Nelms explained how he would force himself to think positively to avoid the potentially paralyzing effects of fear. For example, he described an incident when an 88-millimeter shell from a German Flak cannon exploded 50 feet in front of his plane.
“I wanted to think, ‘If that had gone off a second later, we’d be on our way down!’” he said. “But I forced myself to think, ‘Isn’t it great it went off when it did? Everything is OK.’ Both are true statements. You pick the positive one. Thinking like that helped me.”
Nelms shared the story of another close call on a mission to bomb a Messerschmitt fighter plane assembly plant outside the town of Leipzig, Germany. The first volley of flak exploded directly underneath his plane, bouncing it through the air like a car hitting a speed bump, accompanied by the sickening sound of shrapnel tearing through the plane.
“It scared me. After about 10 or 15 seconds, I got ashamed of myself. You know, if you have a close call on a highway, you get scared, and then you might get a little angry, and it goes away. This did not go away,” he explained. “Then I got angry at myself for being scared.”
Moments later, a second volley came, exploding only 100 feet or so away. The explosion rocked the plane, pelting it with flak and bouncing off the bullet-proof windshield. Three pieces tore through the B-17’s nose, leaving large holes. Nelms leaned down and shouted through the holes, “You missed me!”
“I knew that shouting like that into my oxygen mask wasn’t going to shorten the war,” he laughed. “But you get tired of being a duck in a shooting gallery.”
Nelms spent more than an hour speaking to the cadets from the stage, standing behind the chair provided for him. Humor seemed to be a way he and his comrades handled stress. At one point, he had the whole room laughing with a story about how the charge of quarters (CQ) would rouse them from their sleep for missions, sometimes as early as 3 in the morning, by kicking open the door of their Quonset hut, turning on the lights and yelling “Up and at ‘em boys! Rise and shine! Off your back and out of the sack! Up up up!”

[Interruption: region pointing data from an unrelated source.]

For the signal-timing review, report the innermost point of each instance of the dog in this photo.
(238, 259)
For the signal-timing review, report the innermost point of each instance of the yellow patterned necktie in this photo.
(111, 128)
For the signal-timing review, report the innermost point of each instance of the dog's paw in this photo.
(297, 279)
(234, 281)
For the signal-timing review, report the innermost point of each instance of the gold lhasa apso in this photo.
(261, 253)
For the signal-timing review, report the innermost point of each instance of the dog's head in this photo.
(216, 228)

“One day, my bombardier threw his shoe at him,” said Nelms. “It went skidding across the floor. As the CQ walked out, he stopped and said, ‘I hope your accuracy improves somewhat later today.’”
“Concentrate on your training. Practice it, ask questions about it. It may save your life someday. It did me.”

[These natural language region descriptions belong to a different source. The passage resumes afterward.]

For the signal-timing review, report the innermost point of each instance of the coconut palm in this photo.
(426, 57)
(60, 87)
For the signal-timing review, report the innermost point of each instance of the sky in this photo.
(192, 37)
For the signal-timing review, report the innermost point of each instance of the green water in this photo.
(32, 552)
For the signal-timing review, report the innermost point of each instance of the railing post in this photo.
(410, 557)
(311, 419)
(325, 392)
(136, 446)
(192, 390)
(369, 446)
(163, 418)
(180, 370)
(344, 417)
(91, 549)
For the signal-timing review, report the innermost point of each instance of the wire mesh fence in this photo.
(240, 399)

When asked what the secret is to a long life, Nelms quipped, “Stay alive.”
“I think it was Woody Allen who said, ‘I’m not worried about dying; I just don’t want to be there when it happens,’” he joked, then answered seriously. “I try to have a positive outlook. I was athletic in school – did three sports – and I’ve tried to keep things moving. I have an exercise routine that I do every day. All of that helps a lot.”

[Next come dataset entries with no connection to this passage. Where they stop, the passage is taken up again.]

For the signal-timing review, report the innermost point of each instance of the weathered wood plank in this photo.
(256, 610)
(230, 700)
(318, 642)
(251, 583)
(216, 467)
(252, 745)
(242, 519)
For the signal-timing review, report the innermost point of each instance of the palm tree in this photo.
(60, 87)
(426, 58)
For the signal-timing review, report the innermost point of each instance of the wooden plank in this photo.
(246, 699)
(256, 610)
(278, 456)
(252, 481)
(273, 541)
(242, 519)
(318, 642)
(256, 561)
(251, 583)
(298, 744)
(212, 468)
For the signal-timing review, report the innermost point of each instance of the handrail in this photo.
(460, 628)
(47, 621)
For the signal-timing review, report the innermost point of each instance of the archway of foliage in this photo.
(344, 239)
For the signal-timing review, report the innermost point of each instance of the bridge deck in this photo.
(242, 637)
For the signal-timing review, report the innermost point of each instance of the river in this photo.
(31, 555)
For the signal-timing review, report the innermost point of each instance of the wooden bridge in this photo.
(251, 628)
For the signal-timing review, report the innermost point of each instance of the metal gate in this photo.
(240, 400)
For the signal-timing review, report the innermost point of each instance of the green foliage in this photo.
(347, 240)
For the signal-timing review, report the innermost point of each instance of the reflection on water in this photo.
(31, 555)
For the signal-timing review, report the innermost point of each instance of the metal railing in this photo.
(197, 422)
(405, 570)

He concluded with a nod to his audience of soon-to-be Army and Air Force officers.
“People occasionally mention the Greatest Generation,” he told the cadets. “They worry about the young people today and say it seems like all they want is a cell phone and to take selfies and text each other. Well, I wish they were here with me today to see what I’m seeing: a room full of young men and women who have chosen a career that defends this country, that protects our freedom and keeps us safe. There is no greater reward than that.”